En la comodidad y en la ignorancia anida la paz. Al final preferimos ser cerdos satisfechos. El hombre insatisfecho no cotiza. Sólo aceptamos su compañía cuando nos lo encontramos en el interior de una película o de una novela.

Por otro lado, la sociedad satisfecha de sí misma se ha venido abajo. Lo hemos visto por la tele. Lo hemos sufrido en nuestras propias carnes. La insatisfacción reinante espolea conciencias. Todo esto nos acerca a la confrontación.

En la lucha los seres humanos se sienten más vivos. Esa vieja paradoja. Entonces todo se intensifica. Lo bueno y lo malo. Queremos ganar la batalla para poder volver a ser cerdos satisfechos.

Un amigo me cuenta que al hijo de una amiga le han detectado una enfermedad grave. El niño sólo tiene cinco años. Mi amigo me lo cuenta compungido. Acuden a nuestras bocas frases hechas, tan sobadas como ciertas. Viejas verdades en las que sólo reparamos cuando la confrontación nos salpica. Lo que de verdad importa.
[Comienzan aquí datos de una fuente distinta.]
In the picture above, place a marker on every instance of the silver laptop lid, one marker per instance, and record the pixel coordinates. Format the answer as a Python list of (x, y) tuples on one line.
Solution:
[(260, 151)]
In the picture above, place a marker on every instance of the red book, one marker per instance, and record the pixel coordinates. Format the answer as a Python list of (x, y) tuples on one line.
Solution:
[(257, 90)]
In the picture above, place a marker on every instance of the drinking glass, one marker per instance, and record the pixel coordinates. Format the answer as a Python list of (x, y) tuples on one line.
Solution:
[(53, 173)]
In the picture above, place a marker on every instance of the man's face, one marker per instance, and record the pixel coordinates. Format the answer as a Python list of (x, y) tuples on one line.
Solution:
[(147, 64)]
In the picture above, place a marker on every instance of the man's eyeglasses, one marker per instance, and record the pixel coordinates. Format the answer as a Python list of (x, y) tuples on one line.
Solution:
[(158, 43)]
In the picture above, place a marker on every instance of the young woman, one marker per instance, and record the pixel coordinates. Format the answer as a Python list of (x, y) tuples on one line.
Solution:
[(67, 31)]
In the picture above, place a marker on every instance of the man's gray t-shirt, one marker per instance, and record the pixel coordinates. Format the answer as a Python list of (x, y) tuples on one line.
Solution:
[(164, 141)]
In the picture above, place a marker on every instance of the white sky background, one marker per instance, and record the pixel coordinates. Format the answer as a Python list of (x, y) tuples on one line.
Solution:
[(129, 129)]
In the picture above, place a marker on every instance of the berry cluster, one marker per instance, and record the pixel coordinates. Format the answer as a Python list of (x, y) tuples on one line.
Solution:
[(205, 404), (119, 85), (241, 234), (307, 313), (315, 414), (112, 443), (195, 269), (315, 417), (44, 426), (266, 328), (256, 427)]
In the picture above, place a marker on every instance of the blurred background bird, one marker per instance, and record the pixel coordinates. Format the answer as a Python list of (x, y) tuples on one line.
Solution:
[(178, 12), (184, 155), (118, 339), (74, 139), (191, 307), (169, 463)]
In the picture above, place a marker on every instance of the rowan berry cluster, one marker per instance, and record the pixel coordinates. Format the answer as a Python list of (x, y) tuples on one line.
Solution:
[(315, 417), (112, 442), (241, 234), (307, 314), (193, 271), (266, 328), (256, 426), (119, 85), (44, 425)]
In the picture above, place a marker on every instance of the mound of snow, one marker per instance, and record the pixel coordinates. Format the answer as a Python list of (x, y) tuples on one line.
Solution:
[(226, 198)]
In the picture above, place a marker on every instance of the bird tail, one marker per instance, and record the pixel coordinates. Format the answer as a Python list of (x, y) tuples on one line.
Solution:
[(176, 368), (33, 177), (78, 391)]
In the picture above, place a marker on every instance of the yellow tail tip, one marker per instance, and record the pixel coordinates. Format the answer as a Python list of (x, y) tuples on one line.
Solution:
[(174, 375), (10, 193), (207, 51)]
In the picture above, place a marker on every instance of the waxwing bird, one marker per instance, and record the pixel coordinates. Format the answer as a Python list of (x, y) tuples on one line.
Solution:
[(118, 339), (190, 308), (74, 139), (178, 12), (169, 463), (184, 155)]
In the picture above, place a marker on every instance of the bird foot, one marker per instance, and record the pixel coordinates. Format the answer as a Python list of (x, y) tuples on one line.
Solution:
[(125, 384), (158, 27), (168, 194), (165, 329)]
Por encima de cualquier otra cuestión.

Pienso en ese niño al que no conozco, en los años difíciles que nos aguardan, en el cambio de paradigma que, aseguran, vivimos. Pienso en mis proyectos literarios, en su brutal insignificancia, en todas las horas que les dedico. Tal descompensación entre dedicación y relevancia objetiva me golpea. Son golpes de niño enfermo. Sé que pronto los olvidaré.

El olvido forma parte de nuestro sistema inmunológico.